Zwei Jahre später würde es die meine sein. Es würde ein wenig ziehen, aber alles in allem nicht sonderlich wehtun, anders offenbar, als wenn man ihn herauszog. Ich würde spüren, wie sich etwas in meinem Körper veränderte, aber das Adrenalin, das durch meine Adern schoss, würde alles taub und verschwommen wirken lassen. Schließlich würde auch das Ende des Schlüssels verschwinden und die Wunde sich schließen. Etwas Blut würde zurückbleiben, zusammen mit der Wölbung, die ich Jahre zuvor das erste Mal bei Lucy gesehen hatte.
»Du bist nun die Hüterin, Alison. Der Schlüssel wird dir die Kraft geben, deine Rolle als Rache einzunehmen. Wenn du dein Ziel erreicht hast, gib den Schlüssel weiter«, würde sie sagen, als wüsste sie bereits, dass sie mit der Weitergabe ihren eigenen Tod besiegelte. Ein paar Monate später würde sie im Kampf gegen einen Schattendämon, den ich daraufhin für sie tötete, sterben.
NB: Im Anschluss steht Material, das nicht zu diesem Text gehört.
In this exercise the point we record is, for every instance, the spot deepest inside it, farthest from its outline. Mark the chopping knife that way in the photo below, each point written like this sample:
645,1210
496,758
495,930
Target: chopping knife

Mein Ziel. Ich durfte mein Ziel nie aus den Augen verlieren. Meine Rache würde über allem stehen.
Nun legte sie die Hände auf meine Schultern und wartete, bis ich ihren durchdringenden, fast schon fanatischen Blick erwiderte. »Aber was auch immer du tust, öffne niemals das Portal.«
»Niemals«, wiederholte ich leise.
Rache.
Ich bin Rache, hallte es in mir nach und das erste Mal spürte ich bei dem Gedanken so etwas wie Angst in mir aufflackern.